超低温冷凍庫内でのアルコールを利用した簡易凍結による1段階ストロー法での牛胚の凍結保存について、凍結条件や融解後の胚の生存性および直接移植による受胎率を検討し、次の結果を得た。

  1. 凍結条件は、超低温冷凍庫の庫内温度を-80℃に設定し、容量5mlのビーカーを用いたときに最も良好な冷却曲線が得られた。
  2. 凍結、融解後の培養では、21個の牛胚のうち7個が正常な発育をしただけで、生存率は33%と低率であった。また、凍結前の胚の形態においては、Aランクで胚のステージが進んでいるものほど生存率の高い傾向にあった。
  3. 凍結、融解後の直接移植では、11/22頭が受胎、分娩し、受胎率は50%であった。
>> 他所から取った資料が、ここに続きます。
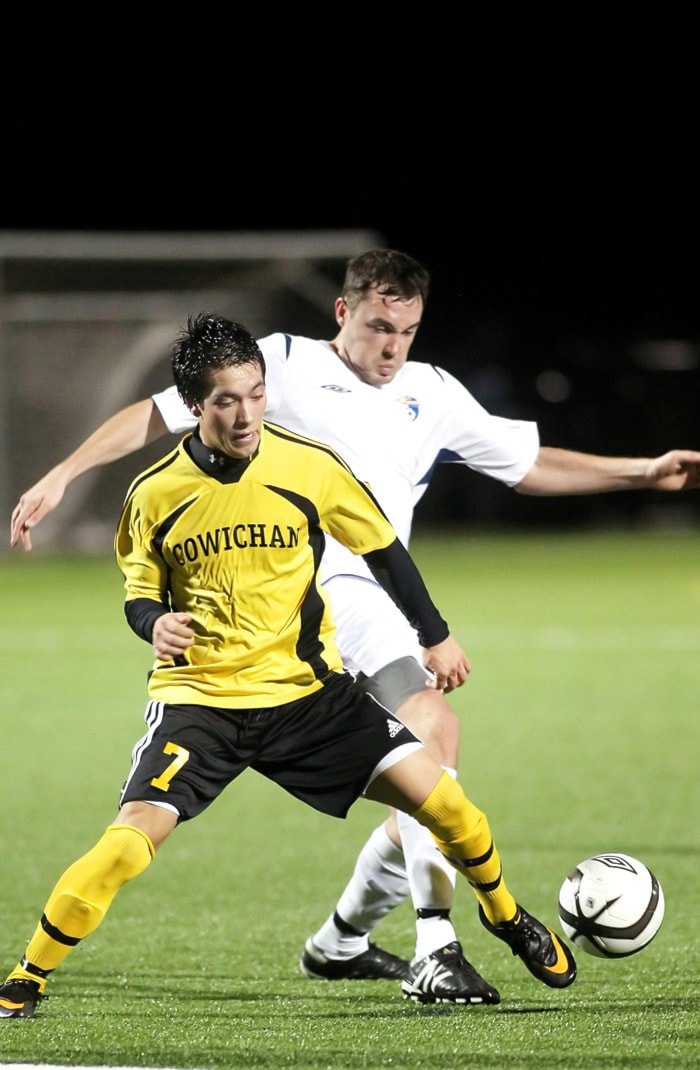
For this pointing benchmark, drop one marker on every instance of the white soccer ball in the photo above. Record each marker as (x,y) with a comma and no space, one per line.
(611,905)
凍結前の胚のランク別では、Aランク胚で9/13頭が受胎し受胎率69%、Bランク胚で2/9頭が受胎し受胎率22%となり、Aランク胚で高い受胎率が得られた。
  4. 以上のことから、超低温冷凍庫を利用したアルコールによる凍結方法は、1段階ストロー法においても応用できることがわかり、凍結時の牛胚のステージ、ランクを充分に考慮すれば、高い受胎率を得ることが可能と考えられた。

7.鶏における間欠照明に関する研究

西口茂・出口裕二・水野隆夫

  1. 開放鶏舎におけるレイヤーの間欠照明
    採卵鶏に対する本試験は、開放鶏舎における朝、夕の点灯時間内での間欠照明が鶏の生産性に及ぼす影響について検討した。
    1. 産卵率は、暗期の時間を55分以上にすると、産卵後期における産卵率が低くなる傾向がみられた。
    2. 卵重は、各区とも差はなく、飼料摂取量は、明期が短縮されるほど減少する傾向がみられた。
    3. 飼料費求率は、暗期の挿入時間を55分以上に上げると低くなる結果となった。
    4. 卵殻強度、卵殻厚は、試験2において暗期の挿入時間を長くするにつれて優れる傾向がみられた。
    5. 経済性は、1万羽経営をモデルとして、電気料金を算出したところ、10L-50D区では対照区に比べて約6万5千円の節約となった。
    6. 以上のことから、開放鶏舎における産卵期の間欠照明は、明期を1時間周期で10分まで短縮しても産卵性を低下することなく、電気料の節減に加えて生産性の面からも有効な技術と考えられた。
  2. ウインドウレス鶏舎におけるブロイラーの間欠照明
    ブロイラーに対する本試験は、ウインドウレス鶏舎における間欠照明について飼料効率改善に有効な明暗比率の検討を目的として試験を実施した。
    1. 9週齢時体重は、対照区と各試験区間に大差はみられなかった。
    2. 飼料要求率は、対照区に比べ、わずかではあるが改善される傾向がみられた。
    3. 以上のことから、間欠照明は飼料効率改善に有効であり、照明方式は、明暗比率1:3すなわち1L-3D区が優れた。